I might start writing shorter here, as we're getting into the deep volumes of things I know very little about, like Yana Toboso's Black Butler, Vol. 17. It's set in some version of Victorian England, has a super-competent butler, and, um, other stuff happens to, OK?

Similarly, I can't tell you anything specific about The Melancholy of Haruhi Suzumiya, Vol. 19, a manga by Gaku Tsugano from the light novels by Nagaru Tanigawa. (Or maybe Tanigawa actually scripted this stuff, too: I don't really know.)

And I'll similarly skip lightly over Pandora Hearts, Vol. 21 by Jun Mochizuki, because again I could only reveal my innocence. It's had a long run, so it clearly has a devoted audience and a complex story -- apologies for not being able to say more.

But I do know a bit about Soul Eater, Vol. 21, the new book in the series about demon-hunters and their sentient shape-shifting weapons by Atsushi Ohkubo. The series moved from the professional hunters into a school setting along the way -- manga have a tropism to high school like teenage boys to porn -- but Ohkubo still has a clean, energetic shonen art style and tells zippy stories.

His side-series is also back in Soul Eater NOT!, Vol. 3. I don't remember exactly why this is a side-story, I'm afraid: I've only read a few of the main books. But this is more in the same world, if you're a fan of the parent series and have somehow missed this.

There's a series of horror-tinged games in Japan that retell something like the same story with variations, and -- since every media property in Japan has to be adapted to every other media possible -- they've been turned into manga along the way. Umineko WHEN THEY CRY Episode 4: Alliance of the Golden Witch, Vol. 1is in that tangle of story, beginning the adaptation of that particular game in the middle of the series. The manga credits story to Ryukishi07 and art to Soichiro, both of which could be actual human beings, corporations, or post-human uploads running on a unobtanium substrate, as far as I know.

It's odd to name the first book in a series Accel World, Vol. 1: Kuroyukihime's Return, but that's what Reki Kawahara did with this light novel. (Which also has illustrations by Hima.) It's another book about a schlubby junior-high boy approached by a gorgeous slightly older girl, who initiates him into the secret world (and will probably finally fall in love with him about volume four). This time, the secret world is in a computer, and I think it's some kind of virtual reality.

The Infernal Devices: Clockwork Princess has a big number 3 on its spine, but resolutely refuses to explain what that means. (The first page of comics here also starts with a caption that says "Chapter 17," so it's clearly a more-detailed-than-usual adaptation of a book.) This is credited to Cassandra Clare with art by Hyekyung Baek, so it's clearly based on Clare's steampunk novels -- how, exactly, and whether Clare did her own comics scripting, the book declines to say.

I thought the Spice & Wolf light novels had individual titles, but what I have in hand just says it's Spice and Wolf, Vol. 12 by Isuna Hasekura. This is mercantile fantasy as you love it -- hardcore trading action on nearly every page!

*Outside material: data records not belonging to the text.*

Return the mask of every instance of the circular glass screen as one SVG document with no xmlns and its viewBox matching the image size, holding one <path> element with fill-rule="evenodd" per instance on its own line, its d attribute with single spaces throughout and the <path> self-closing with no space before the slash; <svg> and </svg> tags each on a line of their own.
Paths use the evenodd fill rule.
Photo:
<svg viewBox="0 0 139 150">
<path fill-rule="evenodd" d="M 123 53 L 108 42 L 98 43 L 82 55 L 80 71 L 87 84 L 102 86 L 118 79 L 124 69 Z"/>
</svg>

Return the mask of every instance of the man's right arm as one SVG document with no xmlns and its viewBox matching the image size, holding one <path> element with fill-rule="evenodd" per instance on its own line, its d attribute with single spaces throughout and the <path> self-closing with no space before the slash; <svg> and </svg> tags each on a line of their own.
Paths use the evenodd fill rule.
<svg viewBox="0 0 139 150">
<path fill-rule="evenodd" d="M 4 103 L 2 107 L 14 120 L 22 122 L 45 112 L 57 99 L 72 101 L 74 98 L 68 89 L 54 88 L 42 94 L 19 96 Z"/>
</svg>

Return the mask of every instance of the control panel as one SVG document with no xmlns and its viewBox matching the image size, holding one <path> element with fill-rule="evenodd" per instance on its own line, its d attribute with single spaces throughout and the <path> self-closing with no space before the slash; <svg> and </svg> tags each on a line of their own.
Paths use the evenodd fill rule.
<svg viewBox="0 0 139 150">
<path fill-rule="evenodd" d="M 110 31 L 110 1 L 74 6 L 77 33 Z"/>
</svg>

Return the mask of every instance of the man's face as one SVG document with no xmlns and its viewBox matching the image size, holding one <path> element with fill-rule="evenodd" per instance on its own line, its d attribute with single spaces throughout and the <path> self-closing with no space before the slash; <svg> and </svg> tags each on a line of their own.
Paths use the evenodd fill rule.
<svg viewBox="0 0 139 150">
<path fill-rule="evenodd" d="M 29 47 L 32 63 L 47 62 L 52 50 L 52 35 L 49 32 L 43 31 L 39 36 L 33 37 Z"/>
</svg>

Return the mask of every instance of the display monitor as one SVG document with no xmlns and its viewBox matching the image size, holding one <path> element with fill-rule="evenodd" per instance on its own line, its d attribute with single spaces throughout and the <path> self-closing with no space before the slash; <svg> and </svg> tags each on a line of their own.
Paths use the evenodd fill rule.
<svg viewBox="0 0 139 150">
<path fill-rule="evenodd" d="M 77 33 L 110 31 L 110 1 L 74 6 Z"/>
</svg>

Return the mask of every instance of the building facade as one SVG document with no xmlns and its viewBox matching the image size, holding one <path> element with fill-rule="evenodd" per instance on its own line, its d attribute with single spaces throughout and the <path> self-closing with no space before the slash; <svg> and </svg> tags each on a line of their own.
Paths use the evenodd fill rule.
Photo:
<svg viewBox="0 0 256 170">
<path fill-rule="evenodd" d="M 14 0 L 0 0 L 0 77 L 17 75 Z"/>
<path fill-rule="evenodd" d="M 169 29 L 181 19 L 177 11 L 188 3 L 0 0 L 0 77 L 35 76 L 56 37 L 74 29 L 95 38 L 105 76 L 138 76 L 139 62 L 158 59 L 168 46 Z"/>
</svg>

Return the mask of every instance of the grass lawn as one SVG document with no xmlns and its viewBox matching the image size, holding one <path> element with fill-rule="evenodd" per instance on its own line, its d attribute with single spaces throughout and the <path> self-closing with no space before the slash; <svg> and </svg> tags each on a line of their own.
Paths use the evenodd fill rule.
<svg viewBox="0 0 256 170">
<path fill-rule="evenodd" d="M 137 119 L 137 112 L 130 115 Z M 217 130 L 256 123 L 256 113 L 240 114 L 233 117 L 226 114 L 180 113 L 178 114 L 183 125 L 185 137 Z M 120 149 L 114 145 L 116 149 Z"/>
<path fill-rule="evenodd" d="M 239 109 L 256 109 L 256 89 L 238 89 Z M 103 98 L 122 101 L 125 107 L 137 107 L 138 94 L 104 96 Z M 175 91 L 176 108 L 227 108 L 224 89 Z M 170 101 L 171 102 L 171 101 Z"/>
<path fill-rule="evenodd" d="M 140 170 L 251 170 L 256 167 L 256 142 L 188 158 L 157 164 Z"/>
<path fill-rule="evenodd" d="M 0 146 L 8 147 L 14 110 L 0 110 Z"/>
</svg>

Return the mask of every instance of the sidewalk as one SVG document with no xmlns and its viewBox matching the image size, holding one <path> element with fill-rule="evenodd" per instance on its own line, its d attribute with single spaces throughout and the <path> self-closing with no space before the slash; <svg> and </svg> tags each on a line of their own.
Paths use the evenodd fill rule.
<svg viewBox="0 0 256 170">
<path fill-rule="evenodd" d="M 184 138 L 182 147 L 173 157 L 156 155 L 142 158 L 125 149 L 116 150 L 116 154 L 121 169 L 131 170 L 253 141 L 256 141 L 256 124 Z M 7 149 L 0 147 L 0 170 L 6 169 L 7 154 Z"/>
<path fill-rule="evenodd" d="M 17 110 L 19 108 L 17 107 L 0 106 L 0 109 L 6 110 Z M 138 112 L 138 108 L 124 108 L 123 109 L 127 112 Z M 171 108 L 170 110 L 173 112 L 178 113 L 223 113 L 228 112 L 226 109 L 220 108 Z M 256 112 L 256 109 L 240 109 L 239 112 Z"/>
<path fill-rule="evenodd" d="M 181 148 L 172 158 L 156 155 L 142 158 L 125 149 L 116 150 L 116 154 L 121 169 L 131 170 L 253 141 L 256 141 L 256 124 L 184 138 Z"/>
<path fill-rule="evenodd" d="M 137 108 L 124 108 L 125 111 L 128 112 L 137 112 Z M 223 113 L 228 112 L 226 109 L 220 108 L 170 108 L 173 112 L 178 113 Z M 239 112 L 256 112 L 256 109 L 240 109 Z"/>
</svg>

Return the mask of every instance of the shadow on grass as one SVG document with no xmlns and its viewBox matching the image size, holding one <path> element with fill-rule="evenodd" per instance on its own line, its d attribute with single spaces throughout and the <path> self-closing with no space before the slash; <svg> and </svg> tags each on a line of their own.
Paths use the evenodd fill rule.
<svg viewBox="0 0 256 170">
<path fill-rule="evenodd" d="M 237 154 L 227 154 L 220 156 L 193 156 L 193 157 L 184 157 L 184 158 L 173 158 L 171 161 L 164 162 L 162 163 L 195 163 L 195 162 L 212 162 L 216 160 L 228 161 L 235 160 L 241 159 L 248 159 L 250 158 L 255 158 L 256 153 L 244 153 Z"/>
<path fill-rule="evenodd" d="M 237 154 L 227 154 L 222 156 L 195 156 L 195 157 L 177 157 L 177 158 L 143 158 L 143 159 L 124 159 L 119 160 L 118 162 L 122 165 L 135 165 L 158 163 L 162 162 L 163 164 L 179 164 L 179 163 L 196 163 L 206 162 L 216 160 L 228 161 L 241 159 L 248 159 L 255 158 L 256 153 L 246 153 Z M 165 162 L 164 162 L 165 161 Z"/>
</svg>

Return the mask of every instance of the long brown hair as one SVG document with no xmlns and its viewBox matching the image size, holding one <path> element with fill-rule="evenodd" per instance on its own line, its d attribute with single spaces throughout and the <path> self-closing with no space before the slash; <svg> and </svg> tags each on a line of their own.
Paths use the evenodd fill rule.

Oh, and our merchant's assistant is an ages-old fertility goddess in the form of a wolf-girl.

Last for this week is Sword Art Online: Aincrad, Vol. 2, one more light novel. This one is by Reki Kawahara, with illustrations by an entity credited as abec. (All lower-case.) In the near-future, virtual reality has finally become a thing, and our heroes are, inevitably, trapped in a fiendishly complicated one and will Really Die if they die in the game. (Perhaps this is why virtual reality will never really become a thing; we all assume that playing games there will be fatal.)